Investigating graphs would seem to be something that could be parallelized: At the same time, individual cores can detect different regions of a graph or different paths through the graph. The task was with most graph investigating algorithms, it constant becomes clear that whole regions of the graph are irrelevant to the problem at hand. If right off the bat, cores are assigned with investigating those regions, their efforts end up being fruitless.

This fruitless determination of irrelevant regions is a problem for parallel sequential graph investigating algorithms. Therefore, computer scientists have developed a host of application-particular techniques for prioritizing graph investigation. An algorithm might start by investigating just those ways whose edges have the lowest weights. For example, the lowest number of edges are primarily detected.

Swarm has extra circuitry for handling that type of prioritization. It time-stamps tasks is the highest-priority tasks in parallel. Higher-priority tasks may cause their own lower-priority tasks, but Swarm slots those into its queue of tasks automatically.

Sometimes, tasks running in parallel may come into a problem. For example, before a higher-priority task has read the same location, a task with a lower priority may write data to a particular memory location. Swarm automatically cancel the results of the lower-priority tasks at such times. Thus, it manages the synchronization between cores accessing the same data that programmers previously had to worry about themselves.

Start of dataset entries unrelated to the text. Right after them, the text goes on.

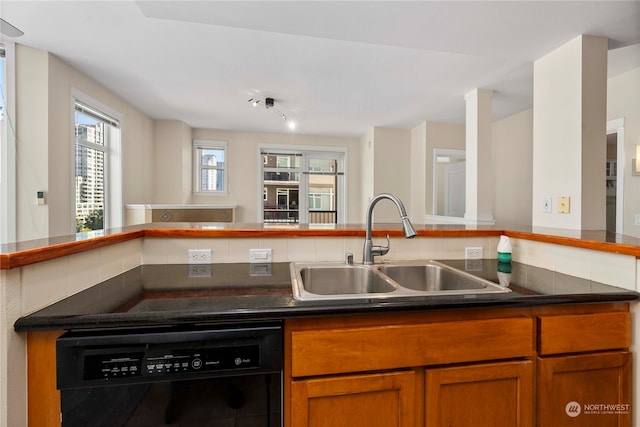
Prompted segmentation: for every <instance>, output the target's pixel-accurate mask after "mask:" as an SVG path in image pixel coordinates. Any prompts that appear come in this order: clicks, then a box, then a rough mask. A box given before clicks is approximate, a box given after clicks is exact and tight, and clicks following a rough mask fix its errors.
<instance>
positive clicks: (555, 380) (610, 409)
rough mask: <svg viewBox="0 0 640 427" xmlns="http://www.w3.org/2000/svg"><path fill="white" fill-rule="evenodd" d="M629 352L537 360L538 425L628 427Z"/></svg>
mask: <svg viewBox="0 0 640 427" xmlns="http://www.w3.org/2000/svg"><path fill="white" fill-rule="evenodd" d="M630 378H631V353H629V352H613V353H597V354H586V355H577V356H564V357H547V358H539V359H538V379H537V382H538V384H537V387H538V426H540V427H542V426H545V427H622V426H629V427H630V426H631V381H630Z"/></svg>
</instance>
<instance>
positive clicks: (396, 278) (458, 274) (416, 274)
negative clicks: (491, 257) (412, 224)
mask: <svg viewBox="0 0 640 427" xmlns="http://www.w3.org/2000/svg"><path fill="white" fill-rule="evenodd" d="M378 270H379V271H380V272H382V273H384V274H385V275H387V276H388V277H389V278H391V280H393V281H394V282H396V283H397V284H398V285H400V286H401V287H404V288H407V289H411V290H414V291H418V292H422V293H427V294H453V293H462V294H468V293H487V292H501V293H502V292H510V290H509V288H505V287H503V286H500V285H499V284H497V283H493V282H490V281H489V280H485V279H482V278H480V277H478V276H474V275H473V274H470V273H467V272H466V271H462V270H458V269H457V268H453V267H450V266H448V265H445V264H441V263H439V262H437V261H427V262H425V263H421V264H383V265H381V266H379V267H378Z"/></svg>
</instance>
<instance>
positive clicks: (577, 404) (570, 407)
mask: <svg viewBox="0 0 640 427" xmlns="http://www.w3.org/2000/svg"><path fill="white" fill-rule="evenodd" d="M564 411H565V412H566V413H567V415H569V416H570V417H571V418H575V417H577V416H578V415H580V412H582V407H581V406H580V404H579V403H578V402H569V403H567V406H565V407H564Z"/></svg>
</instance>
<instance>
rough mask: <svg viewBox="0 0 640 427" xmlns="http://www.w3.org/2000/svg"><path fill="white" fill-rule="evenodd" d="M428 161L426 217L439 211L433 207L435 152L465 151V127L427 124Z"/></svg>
mask: <svg viewBox="0 0 640 427" xmlns="http://www.w3.org/2000/svg"><path fill="white" fill-rule="evenodd" d="M425 137H426V141H425V143H426V152H425V154H426V159H425V165H424V167H425V168H426V173H425V179H426V182H425V186H424V192H425V211H424V212H423V217H424V215H425V214H426V215H436V213H437V210H435V209H434V206H433V185H434V175H433V161H434V157H433V150H434V149H436V148H443V149H450V150H464V149H465V126H464V125H460V124H451V123H436V122H426V135H425Z"/></svg>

Using swarm is pretty painless. Whenever the programmer defines any function, he or she can easily add a line of code that loads the function into Swarm’s queue of tasks. The programmer does have to define the metric like edge’s weight or number of edge that the program uses to prioritize tasks, but that would be necessary, anyway. Generally, adjusting the current sequential algorithm to Swarm needs insertion of few lines of code.

Keeping tabs:

The Swarm chip consists of additional circuitry to store and manage its queue of tasks. It also has a circuit that stores the memory addresses of all the data its cores are currently working on. That circuit implements a Bloom filter, which compresses data into a fixed space and answers yes/no questions about its contents. If too many addresses are loaded into this filter, it will sometimes display false positives by indicating “yes, I’m storing that address”. But it will never display false negatives.

The Bloom filter helps Swarm to detect memory access problems. The researchers were able to show that time-stamping makes synchronization between cores easier to enforce. For example, each data item is described with the time stamp of the last task that updated it. Thus, tasks with later timestamps know they can read that data without disturbing to determine who else is using it.

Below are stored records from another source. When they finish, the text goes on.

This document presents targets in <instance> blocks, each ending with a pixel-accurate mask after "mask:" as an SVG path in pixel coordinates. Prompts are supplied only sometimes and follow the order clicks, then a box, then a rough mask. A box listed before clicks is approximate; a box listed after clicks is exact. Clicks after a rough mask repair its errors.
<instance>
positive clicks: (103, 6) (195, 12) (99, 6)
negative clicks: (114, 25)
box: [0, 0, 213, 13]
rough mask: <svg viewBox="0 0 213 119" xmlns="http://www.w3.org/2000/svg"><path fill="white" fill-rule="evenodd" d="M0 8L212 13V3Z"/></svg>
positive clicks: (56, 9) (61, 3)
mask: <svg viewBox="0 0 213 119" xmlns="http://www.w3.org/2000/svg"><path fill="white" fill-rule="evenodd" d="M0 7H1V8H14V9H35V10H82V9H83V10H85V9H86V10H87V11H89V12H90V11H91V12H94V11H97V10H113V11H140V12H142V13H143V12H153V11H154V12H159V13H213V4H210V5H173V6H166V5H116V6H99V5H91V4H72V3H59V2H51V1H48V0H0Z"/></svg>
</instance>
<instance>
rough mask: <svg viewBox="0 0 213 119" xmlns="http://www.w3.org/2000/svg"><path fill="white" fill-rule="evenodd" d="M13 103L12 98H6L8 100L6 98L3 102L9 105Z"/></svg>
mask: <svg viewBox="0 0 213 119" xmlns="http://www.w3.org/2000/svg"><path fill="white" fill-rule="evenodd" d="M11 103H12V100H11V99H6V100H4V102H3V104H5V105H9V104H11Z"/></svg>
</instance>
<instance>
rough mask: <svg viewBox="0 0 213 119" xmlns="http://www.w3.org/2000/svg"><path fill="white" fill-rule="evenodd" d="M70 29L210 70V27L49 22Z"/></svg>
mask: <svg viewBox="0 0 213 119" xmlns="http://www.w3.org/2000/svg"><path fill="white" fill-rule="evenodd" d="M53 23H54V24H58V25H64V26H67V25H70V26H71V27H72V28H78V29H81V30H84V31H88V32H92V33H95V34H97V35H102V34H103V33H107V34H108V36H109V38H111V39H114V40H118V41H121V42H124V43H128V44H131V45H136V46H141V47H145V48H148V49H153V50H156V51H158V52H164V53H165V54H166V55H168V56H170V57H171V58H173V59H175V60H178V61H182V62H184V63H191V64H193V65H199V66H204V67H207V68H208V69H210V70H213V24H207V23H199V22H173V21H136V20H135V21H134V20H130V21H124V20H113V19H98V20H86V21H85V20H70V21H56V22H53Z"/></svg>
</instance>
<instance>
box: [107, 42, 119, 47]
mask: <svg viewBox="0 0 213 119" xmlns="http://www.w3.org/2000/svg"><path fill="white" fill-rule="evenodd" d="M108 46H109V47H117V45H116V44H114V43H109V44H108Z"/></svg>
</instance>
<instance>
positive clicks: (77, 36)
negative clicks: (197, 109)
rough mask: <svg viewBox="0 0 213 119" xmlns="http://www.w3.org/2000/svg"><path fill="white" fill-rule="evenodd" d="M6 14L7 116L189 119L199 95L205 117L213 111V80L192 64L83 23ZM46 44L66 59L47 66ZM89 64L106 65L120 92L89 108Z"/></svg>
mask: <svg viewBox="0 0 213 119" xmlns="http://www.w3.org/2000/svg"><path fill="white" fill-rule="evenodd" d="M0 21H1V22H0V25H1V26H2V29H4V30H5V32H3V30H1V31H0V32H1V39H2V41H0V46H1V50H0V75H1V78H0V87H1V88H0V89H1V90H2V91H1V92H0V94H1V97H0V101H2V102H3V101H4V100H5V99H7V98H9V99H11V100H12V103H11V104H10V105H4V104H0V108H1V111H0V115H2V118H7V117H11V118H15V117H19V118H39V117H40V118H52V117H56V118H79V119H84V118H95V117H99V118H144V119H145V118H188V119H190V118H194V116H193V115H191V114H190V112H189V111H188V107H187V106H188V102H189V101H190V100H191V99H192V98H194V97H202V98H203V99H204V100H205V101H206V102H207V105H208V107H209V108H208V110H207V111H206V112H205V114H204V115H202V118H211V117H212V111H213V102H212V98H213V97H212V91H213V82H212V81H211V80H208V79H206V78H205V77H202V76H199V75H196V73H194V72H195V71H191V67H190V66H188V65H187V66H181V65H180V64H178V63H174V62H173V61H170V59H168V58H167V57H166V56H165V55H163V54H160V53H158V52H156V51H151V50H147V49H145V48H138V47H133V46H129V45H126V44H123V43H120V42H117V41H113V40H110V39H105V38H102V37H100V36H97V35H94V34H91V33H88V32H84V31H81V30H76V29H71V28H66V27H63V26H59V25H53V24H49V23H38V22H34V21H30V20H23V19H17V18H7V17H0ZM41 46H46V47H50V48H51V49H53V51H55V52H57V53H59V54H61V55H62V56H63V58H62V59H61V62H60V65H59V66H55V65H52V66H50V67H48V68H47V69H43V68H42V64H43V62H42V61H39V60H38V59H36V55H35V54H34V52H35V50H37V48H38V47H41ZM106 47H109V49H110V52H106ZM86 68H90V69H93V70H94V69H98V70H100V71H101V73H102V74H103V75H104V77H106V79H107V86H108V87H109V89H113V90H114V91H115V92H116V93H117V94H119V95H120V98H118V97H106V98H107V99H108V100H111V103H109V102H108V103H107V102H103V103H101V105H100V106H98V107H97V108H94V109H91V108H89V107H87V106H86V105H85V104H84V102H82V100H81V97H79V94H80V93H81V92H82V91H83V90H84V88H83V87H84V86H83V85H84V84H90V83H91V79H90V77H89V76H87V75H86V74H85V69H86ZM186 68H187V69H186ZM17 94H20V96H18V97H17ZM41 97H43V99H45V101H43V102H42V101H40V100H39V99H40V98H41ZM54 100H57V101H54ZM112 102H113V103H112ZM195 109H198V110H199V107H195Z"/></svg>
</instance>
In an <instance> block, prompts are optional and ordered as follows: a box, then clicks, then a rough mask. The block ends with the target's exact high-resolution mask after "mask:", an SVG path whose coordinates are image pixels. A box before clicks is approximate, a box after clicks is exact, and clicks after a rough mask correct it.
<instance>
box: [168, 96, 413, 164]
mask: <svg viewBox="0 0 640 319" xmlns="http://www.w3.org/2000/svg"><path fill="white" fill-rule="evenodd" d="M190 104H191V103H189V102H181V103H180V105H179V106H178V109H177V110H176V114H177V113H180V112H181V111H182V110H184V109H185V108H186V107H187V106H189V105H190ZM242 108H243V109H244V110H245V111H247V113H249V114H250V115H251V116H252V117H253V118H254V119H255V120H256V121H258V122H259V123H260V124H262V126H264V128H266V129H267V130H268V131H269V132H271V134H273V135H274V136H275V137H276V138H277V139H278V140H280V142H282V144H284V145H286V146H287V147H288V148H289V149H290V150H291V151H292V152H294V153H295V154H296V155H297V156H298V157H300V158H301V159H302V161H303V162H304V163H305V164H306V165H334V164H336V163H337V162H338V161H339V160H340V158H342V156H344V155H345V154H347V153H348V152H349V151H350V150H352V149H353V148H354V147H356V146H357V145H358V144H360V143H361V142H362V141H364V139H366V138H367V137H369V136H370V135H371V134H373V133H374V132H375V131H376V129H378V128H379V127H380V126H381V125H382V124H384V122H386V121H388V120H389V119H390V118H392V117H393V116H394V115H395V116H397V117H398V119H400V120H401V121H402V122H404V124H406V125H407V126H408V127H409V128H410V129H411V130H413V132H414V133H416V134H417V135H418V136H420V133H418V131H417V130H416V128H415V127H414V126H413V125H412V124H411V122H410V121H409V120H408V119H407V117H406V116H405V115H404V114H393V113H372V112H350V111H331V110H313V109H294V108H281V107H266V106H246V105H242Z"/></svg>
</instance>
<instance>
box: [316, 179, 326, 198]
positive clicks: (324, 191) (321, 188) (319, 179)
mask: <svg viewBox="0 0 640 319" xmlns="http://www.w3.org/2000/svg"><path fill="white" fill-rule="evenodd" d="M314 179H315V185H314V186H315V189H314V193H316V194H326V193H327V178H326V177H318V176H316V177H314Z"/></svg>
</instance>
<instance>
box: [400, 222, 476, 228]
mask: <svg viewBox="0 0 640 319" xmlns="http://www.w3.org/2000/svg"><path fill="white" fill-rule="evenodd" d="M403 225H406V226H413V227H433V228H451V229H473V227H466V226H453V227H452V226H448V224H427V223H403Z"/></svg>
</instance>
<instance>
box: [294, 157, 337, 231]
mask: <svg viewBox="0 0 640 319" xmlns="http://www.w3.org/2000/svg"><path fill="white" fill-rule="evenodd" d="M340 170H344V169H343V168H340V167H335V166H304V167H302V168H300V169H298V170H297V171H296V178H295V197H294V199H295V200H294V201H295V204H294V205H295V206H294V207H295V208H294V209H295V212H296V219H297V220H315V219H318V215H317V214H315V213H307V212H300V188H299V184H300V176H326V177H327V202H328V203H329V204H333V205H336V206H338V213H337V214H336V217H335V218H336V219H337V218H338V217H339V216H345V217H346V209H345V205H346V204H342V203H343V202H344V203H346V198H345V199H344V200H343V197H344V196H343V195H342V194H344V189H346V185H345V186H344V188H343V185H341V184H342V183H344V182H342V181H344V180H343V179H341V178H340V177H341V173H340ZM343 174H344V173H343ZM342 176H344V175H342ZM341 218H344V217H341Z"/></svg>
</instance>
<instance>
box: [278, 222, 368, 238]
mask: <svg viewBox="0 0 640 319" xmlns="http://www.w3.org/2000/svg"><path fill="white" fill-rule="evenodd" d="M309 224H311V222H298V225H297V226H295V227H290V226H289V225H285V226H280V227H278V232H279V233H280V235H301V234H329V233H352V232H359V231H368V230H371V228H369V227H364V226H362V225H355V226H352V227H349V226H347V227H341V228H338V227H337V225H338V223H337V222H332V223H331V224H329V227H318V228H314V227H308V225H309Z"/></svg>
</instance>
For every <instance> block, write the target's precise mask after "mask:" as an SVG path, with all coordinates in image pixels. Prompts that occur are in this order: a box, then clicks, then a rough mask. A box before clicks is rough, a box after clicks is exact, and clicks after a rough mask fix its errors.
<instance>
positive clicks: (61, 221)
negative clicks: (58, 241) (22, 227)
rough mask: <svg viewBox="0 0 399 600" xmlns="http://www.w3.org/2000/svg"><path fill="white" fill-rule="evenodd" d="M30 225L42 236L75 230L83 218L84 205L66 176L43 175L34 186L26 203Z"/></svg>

Therefore, all the cores sometimes inform the time stamps of the highest-priority tasks that they are still executing. If any core has finished tasks which have previous time stamps, knows it can write its results to memory. This is done without inviting any problems.

Luis Ceze, an associate professor of computer science and engineering at the University of Washington, said, “I think their architecture has just the right aspects of past work on transactional memory and thread-level speculation. ‘Transactional memory’ refers to a mechanism to make sure that multiple processors working in parallel don’t step on each other’s toes. It guarantees that updates to shared memory locations occur in an orderly way. Thread-level speculation is a related technique that uses transactional memory ideas for parallelization: Do it without being sure the task is parallel, and if it’s not, undo and re-execute serially. Sanchez’s architecture uses many good pieces of those ideas and technologies in a creative way.”